Python is faster than C

Christian Tismer pirx at python.net
Sun Apr 4 22:54:20 EDT 2004


Christian Tismer wrote:

> Armin Rigo <arigo <at> tunes.org> writes:
> 
> 
>>Again I'm not saying it is trivial to implement it, but that not having
>>to expose for optimization purposes 'xrange' and the whole 'iterator'
>>part of the language would be worth it, in my opinion.

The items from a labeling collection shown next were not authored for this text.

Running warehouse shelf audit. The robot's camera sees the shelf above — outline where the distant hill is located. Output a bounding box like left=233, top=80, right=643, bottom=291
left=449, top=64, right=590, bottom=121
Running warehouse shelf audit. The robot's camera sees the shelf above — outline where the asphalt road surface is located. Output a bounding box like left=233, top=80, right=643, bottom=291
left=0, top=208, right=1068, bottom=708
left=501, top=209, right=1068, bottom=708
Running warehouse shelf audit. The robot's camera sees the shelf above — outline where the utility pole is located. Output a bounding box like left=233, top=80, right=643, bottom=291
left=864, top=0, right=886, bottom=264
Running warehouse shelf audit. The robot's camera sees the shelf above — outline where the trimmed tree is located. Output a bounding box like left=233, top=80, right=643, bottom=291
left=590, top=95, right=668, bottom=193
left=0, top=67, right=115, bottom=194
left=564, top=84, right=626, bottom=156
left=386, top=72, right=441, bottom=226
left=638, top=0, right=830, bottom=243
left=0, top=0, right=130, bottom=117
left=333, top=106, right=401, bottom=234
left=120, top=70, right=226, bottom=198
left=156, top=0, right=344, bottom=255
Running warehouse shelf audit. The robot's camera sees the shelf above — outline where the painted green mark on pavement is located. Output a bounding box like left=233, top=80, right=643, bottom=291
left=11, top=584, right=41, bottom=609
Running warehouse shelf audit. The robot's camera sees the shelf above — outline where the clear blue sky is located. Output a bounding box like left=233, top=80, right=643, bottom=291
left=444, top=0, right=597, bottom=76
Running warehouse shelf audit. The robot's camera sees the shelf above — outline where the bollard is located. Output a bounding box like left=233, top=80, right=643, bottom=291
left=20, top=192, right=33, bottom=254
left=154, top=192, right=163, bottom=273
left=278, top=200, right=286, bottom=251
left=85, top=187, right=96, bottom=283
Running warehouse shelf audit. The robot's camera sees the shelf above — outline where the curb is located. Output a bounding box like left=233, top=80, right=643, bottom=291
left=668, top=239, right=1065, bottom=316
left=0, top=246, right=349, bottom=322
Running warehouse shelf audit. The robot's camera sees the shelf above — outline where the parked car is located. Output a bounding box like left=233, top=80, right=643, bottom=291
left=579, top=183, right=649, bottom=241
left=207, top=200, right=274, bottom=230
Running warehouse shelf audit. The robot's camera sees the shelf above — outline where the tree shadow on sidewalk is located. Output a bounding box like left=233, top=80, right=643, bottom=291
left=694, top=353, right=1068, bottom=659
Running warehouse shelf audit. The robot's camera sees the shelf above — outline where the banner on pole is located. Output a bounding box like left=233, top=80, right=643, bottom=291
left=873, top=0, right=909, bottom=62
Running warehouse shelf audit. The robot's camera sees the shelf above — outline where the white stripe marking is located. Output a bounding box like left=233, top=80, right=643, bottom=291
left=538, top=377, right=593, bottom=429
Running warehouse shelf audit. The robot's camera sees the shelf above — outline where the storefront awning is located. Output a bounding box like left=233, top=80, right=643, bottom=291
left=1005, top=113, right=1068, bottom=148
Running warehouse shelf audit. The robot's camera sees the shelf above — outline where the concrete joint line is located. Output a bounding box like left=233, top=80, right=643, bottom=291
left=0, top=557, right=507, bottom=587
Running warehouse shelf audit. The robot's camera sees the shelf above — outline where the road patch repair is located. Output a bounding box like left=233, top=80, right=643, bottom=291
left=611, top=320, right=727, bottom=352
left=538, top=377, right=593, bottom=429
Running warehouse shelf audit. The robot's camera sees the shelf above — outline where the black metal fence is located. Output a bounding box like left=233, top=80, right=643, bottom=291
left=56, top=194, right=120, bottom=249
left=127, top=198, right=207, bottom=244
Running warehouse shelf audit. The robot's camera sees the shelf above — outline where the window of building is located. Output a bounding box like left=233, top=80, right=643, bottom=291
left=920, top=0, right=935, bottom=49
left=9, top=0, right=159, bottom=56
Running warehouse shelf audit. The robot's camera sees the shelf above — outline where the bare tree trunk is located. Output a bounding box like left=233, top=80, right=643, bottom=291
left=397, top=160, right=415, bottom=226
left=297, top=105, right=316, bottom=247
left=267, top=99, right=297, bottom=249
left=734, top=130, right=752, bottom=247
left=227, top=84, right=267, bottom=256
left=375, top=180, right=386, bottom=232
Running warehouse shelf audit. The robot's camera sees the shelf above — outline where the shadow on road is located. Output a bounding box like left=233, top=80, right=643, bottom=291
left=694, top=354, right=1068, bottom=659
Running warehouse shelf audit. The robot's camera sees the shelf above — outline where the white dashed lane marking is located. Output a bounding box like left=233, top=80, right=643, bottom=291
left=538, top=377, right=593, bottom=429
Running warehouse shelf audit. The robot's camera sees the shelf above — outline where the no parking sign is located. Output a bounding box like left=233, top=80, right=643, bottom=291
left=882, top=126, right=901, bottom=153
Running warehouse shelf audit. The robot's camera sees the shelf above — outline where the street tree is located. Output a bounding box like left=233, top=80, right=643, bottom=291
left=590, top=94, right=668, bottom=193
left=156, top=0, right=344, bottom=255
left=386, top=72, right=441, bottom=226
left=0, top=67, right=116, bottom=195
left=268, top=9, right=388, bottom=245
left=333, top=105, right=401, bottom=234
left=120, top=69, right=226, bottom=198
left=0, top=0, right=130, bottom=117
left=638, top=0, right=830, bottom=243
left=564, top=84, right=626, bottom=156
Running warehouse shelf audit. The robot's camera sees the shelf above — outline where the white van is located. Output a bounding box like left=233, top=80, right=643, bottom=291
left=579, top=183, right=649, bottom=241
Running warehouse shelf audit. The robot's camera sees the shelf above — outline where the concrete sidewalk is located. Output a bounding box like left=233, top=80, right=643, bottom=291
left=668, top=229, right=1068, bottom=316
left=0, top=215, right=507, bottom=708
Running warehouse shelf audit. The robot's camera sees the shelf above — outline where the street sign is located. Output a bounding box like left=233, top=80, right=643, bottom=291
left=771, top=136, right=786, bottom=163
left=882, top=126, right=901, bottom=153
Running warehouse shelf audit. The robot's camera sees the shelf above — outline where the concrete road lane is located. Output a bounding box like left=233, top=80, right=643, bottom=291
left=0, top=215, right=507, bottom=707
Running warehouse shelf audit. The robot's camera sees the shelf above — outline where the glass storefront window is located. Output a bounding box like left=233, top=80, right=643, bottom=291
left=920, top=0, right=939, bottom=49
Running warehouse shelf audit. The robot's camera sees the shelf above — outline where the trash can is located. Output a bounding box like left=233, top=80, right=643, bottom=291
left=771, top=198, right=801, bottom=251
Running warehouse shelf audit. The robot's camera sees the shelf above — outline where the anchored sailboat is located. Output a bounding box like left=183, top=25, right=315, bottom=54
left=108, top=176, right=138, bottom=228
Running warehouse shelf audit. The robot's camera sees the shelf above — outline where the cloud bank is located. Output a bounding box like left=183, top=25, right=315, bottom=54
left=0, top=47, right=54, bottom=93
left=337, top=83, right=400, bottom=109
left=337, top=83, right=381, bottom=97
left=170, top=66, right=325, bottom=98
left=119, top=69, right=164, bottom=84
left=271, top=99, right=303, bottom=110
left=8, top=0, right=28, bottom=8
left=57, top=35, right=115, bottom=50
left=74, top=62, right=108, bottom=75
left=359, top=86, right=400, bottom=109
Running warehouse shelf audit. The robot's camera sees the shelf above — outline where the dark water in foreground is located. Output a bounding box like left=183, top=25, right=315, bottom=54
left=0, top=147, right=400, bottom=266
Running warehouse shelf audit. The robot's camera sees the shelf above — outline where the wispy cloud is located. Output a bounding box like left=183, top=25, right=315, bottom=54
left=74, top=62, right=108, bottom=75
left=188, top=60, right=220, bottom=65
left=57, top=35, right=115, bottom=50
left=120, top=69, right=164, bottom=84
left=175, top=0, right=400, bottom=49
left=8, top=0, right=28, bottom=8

Responding to myself, after chatting with Armin:

> In general, I share Armin's impression, that iterators are nothing else
> but an explicit way to spell optimizations.
> While explicit is better than implicit, in the case of optimizations,
> I believe it is an over-specification, and almost completely in the false
> direction. We have to prove this in a known project, still.

...

> instead you can do it this way:
> 
> it = iter(sequence)
> can_continue = 1
> while can_continue:
>   try:
>     for each in it:
>       do_something_with(each)
>   exceptSomeThingWrongWithThis
>     can_continue = some_recovery(each)
>     continue

Well, I agree that this is no excuse for the need for iterators.
Under the assumption that iterators are almost for speed,
which could be gathered otherwise, then my use case is
also a hack for speed.
It would not be needed if exceptions in tight loop weren't
expensive. Actually, with a different layout of exceptions,
they could come at no cost if they are not thrown and slightly
more cost if they are thrown.
This is not exactly my idea but came from Armin.
Maybe the blcok stack is going to be optimized away.